Certes, son approche au long cours s’expose dans les institutions internationales, surtout en France : entre 2019 et 2020, on la retrouve à l’Institut des cultures d’Islam et à l’Institut du monde arabe, mais aussi à l’Aperture Gallery à New York et au Beirut Art Center. Mais c’est dans la presse française que ses photos (Les Inrocks, Libération, Polka, Vogue…) – notamment la saisissante série réalisée durant la récente révolution libanaise2, dans le feu de l’action – circulent le plus. Actuellement en pleine période de documentation post-apocalyptique des suites de l’explosion du 4 août 2020, M. Boulos n’en reste pas moins une incarnation fulgurante et engagée du futur de la photographie, qui se dessine, tel un trait d’union, entre Paris et Beyrouth.

Morad Montazami

 

Myriam Boulos (née en 1992 à Beyrouth) émerge dans un pays divisé par la guerre qui a dû se réinventer. À l’âge de seize ans, elle commence à utiliser son appareil photo pour questionner Beyrouth, ses habitant·e·s et sa propre place dans la société libanaise. Diplômée en 2015 d’un master en photographie de l’Académie libanaise des beaux-arts, elle participe ensuite à des expositions collectives nationales et internationales, dont Infinite Identities (Amsterdam, Pays-Bas), la 3e Biennale des photographes du monde arabe (Paris), C’est Beyrouth (Paris), la Berlin Photo Week ou encore Photomed (Beyrouth). En 2014, elle reçoit le Purple Lens Award, qui la conduit à sa première exposition monographique en 2015. Sa deuxième exposition se tient en 2019 à l’Institut français du Liban. Aujourd’hui, elle utilise la photographie comme moyen d’exploration, de défiance et de résistance face à toutes les formes de domination sociale et politique.

1
LKatia Porroe Purple Lens by Byblos Bank, en 2014.

2
Soulèvement populaire déclenché le 17 octobre 2019.
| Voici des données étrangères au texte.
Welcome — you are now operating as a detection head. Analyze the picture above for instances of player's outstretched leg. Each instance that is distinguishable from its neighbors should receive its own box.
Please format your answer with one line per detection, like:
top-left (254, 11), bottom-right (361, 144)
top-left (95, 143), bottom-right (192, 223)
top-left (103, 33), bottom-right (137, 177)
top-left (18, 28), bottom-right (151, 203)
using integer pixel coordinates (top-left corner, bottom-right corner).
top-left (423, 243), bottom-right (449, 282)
Morad Montazami est historien de l’art, éditeur et commissaire d’exposition. Après cinq années passées en tant que « Middle Eastern/North African arts curator » à la Tate Modern de Londres (2014-2019), il dirige désormais la plateforme Zamân Books & Curating. Celle-ci développe les études transnationales sur les modernités arabes, africaines et asiatiques, à travers livres et expositions. Il a été le curateur de Volumes fugitifs : Faouzi Laatiris et l’Institut national des beaux-arts de Tétouan (musée Mohammed VI d’Art moderne et contemporain, Rabat, 2016), de Bagdad mon amour (Institut des cultures d’Islam, Paris, 2018) et de New Waves : Mohamed Melehi and the Casablanca Art School (The Mosaic Rooms, Londres, MACAAL, Marrakech, Alserkal Arts Foundation, Dubaï, 2019-2020).